Noah Freeman, the former SAC Capital PM who pleaded guilty last week to insider trading charges, made his then-employer, Sonar Capital Management, $22.7 million from his trades in shares of Sigma Designs, according to Bloomberg.
The Sigma scheme began in 2006 and allegedly “hinged on secret information from a source with an unnamed relative at the company.”
That source was paid $5,000 a month by Sonar and other hedge fund managers for the information, according to Bloomberg and interestingly, Freeman’s Sigma source is supposed to have given him “material, nonpublic information” well into 2009 when he was working for SAC.
Neither Sonar or SAC have been accused of wrongdoing and both firms are cooperating with the FBI.
The trades in the shares Sigma — a semiconductor maker — occurred between 2006 and 2007 while Freeman was a managing director at Sonar.

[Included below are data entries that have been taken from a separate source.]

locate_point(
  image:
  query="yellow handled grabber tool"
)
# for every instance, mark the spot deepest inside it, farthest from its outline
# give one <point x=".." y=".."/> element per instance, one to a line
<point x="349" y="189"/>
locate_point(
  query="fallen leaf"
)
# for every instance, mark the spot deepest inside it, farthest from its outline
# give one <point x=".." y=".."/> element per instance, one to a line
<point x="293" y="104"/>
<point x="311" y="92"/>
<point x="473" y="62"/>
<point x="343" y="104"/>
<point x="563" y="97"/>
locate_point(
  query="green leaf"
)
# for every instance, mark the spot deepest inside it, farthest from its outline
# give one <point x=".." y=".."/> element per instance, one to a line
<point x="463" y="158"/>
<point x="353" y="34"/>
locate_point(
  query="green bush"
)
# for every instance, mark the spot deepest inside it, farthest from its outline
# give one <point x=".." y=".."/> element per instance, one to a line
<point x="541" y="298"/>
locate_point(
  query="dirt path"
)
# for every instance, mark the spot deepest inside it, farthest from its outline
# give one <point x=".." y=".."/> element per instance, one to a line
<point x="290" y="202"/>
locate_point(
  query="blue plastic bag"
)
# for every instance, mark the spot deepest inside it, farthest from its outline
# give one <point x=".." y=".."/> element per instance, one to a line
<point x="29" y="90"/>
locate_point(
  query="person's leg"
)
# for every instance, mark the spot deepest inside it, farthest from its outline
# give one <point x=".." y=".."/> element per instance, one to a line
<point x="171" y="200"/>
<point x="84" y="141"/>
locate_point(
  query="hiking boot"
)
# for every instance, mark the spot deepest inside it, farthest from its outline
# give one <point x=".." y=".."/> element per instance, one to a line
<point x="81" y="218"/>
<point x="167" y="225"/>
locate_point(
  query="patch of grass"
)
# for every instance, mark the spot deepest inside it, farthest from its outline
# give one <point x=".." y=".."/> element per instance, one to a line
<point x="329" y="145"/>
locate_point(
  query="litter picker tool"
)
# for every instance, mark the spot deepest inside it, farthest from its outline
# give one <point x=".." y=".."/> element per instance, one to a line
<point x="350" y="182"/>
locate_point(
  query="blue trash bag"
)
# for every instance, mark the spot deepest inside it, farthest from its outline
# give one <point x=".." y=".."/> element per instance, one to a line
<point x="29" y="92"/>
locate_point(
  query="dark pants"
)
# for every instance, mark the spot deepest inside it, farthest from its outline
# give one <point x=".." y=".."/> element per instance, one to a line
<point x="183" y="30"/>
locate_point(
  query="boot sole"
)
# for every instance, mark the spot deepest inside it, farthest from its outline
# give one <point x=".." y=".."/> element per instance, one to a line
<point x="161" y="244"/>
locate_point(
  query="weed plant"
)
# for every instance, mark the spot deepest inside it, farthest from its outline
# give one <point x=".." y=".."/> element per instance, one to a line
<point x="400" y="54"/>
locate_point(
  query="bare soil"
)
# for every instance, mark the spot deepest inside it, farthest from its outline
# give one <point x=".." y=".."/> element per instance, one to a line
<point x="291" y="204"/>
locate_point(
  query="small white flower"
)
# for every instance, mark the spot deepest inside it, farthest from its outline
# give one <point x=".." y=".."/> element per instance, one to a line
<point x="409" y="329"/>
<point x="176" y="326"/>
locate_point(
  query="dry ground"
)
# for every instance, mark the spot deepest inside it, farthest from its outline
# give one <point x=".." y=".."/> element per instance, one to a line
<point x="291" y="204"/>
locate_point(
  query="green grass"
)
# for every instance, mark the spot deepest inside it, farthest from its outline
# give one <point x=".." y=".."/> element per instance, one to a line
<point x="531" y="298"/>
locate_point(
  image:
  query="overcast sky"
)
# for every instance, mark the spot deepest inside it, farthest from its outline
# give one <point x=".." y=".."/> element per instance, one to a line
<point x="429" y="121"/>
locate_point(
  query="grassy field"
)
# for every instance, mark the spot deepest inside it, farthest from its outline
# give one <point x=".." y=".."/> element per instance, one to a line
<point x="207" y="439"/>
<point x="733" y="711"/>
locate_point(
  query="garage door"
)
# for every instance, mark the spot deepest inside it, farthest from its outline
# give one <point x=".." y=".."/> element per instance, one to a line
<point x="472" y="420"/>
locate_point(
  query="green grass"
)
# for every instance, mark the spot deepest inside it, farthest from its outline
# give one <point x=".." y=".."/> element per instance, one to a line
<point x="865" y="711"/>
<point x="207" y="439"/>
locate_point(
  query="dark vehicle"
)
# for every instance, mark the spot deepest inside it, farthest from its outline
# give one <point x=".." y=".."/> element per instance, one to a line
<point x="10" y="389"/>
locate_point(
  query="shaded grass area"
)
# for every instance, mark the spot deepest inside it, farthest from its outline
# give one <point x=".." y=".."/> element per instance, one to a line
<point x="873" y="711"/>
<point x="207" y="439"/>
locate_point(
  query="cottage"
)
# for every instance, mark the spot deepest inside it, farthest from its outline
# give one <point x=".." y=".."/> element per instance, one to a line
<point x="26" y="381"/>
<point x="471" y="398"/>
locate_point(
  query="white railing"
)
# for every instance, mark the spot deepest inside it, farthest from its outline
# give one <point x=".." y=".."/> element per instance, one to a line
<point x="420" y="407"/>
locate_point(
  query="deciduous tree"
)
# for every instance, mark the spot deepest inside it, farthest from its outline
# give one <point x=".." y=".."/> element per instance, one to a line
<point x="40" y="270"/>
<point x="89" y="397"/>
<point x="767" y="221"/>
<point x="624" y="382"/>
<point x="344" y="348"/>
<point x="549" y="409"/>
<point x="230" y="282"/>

In October of 2006, the source allegedly told Freeman that Sigma had crushed analysts’ expectations for sales in Q3, weeks before the quarter ended. On that tip, Freeman “directly or indirectly caused” Sonar to purchase $15 million worth of Sigma stock on October 11 and 12, according to Bloomberg.
When the hedge fund liquidated most of its stake that December, profits on the trade were in excess of $9.5 million, with the Sigma shareprice rising by 45 per cent between the date Sonar bought and sold it’s stake.
Then in 2007, Sonar executed two more Sigma trades, which earned the hedge fund $13 million.